Digenic inheritance of age-related deafness from Myo7a and other Usher genes. ABR for Usher I heterozygotes. ABR thresholds are plotted for 1–2, 3–4, 5–7 and 8–10 months for WT and the following heterozygous mice: (A) +/Ush1c^KO +/Myo7a^sh1–8J (n = 3–7), (B) +/Cdh23^v-2J +/Myo7a^sh1–8J (n = 4), (C) +/Pcdh15^av-3J +/Myo7a^sh1–8J (n = 6–18), (D) +/Ush1g^js +/Myo7a^sh1–8J (n = 7–22) and (E) +/Ush1g^js +/Pcdh15^av-3J (n = 3–7).
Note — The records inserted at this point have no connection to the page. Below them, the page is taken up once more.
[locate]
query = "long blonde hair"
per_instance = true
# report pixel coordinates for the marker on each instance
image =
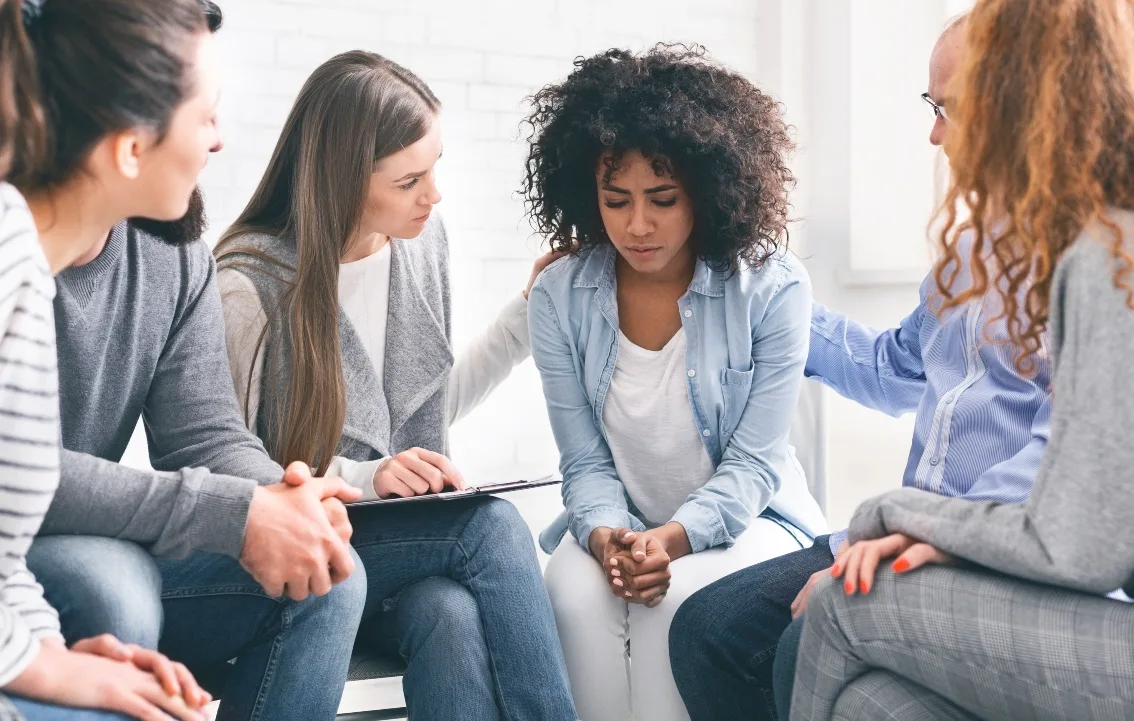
(354, 110)
(1041, 144)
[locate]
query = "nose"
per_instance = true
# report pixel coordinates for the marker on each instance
(937, 134)
(640, 226)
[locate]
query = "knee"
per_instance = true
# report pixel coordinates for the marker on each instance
(341, 608)
(696, 629)
(100, 586)
(498, 523)
(440, 608)
(575, 582)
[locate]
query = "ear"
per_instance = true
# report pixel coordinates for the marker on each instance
(127, 147)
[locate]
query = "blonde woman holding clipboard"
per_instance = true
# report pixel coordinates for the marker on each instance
(336, 291)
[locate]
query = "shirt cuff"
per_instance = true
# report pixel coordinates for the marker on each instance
(360, 475)
(221, 515)
(602, 518)
(702, 526)
(514, 319)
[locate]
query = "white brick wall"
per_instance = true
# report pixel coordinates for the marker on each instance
(482, 58)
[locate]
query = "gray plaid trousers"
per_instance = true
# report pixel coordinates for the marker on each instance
(958, 644)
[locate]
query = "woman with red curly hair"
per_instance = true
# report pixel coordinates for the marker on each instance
(1022, 628)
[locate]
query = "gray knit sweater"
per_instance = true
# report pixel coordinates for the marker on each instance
(1077, 527)
(141, 334)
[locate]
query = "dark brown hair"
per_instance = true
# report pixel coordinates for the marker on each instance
(708, 125)
(1042, 143)
(354, 110)
(87, 68)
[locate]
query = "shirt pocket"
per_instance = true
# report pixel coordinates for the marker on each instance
(735, 388)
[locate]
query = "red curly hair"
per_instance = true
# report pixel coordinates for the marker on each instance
(1041, 143)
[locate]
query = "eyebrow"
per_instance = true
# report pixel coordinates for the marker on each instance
(660, 188)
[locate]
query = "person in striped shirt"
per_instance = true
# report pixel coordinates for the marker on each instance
(980, 432)
(96, 679)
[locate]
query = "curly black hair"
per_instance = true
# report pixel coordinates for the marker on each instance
(710, 127)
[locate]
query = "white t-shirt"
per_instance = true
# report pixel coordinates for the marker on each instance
(364, 295)
(653, 438)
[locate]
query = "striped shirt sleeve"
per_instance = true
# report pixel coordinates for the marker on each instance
(28, 430)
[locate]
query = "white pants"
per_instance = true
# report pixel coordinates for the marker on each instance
(598, 630)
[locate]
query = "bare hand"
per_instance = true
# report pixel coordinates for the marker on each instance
(297, 473)
(541, 263)
(175, 678)
(85, 680)
(290, 545)
(416, 472)
(860, 561)
(637, 567)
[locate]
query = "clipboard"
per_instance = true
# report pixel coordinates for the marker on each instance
(456, 495)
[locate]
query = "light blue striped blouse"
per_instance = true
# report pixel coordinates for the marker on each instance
(981, 427)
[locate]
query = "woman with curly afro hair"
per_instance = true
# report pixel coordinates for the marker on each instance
(671, 346)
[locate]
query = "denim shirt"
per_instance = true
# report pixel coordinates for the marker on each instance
(746, 336)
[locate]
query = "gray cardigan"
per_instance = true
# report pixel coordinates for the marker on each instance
(1077, 527)
(405, 408)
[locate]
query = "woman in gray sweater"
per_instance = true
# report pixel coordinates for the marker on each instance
(1021, 626)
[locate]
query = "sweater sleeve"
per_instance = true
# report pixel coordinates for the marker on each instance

Significance was assessed for four genotypes at each time point and stimulus using ANOVA (*P < 0.05; **P < 0.01; ***P < 0.001). Significance is only indicated for double heterozygous mice; values for significance for other mice are listed in Supplementary Material Tables S4–S8. WT and heterozygous data from Figure 1 are replotted here, as the model tested incorporates all four genotypes at each stimulus and age. Mean ± SEM are plotted.

Figure 6.

Expression of Usher I genes in the chick utricle and cochlea. (A) Mass spectrometry sequence coverage of Usher I proteins MYO7A, USH1C, CDH23 and PCDH15 in purified hair bundles from the chick utricle. Each mark corresponds to a detected peptide, with its width equal to the corresponding sequence length and height indicating the number of different times that peptide was counted. The shade of the mark indicates the average log(e) score of the detected peptides, indicating confidence in the identification. Data are summed from 13 independent experiments. (B) Quantitation of Usher proteins. Data from 13 experiments were plotted with box plots; outliers are indicated by open circles. The median is indicated as a horizontal line within the box, while the box bottom and top correspond to the 25th and 75th percentiles; whiskers correspond to the data range exclusive of outliers. (C) Affymetrix microarray analysis of Usher I transcripts. Results from four utricle and four cochlea hybridizations are presented. Two probesets for Myo7a were present on the chicken genome chip; all other genes were represented by single probesets. Ush1g was not detected in the chick utricle, consistent with the inability to detect it by protein mass spectrometry.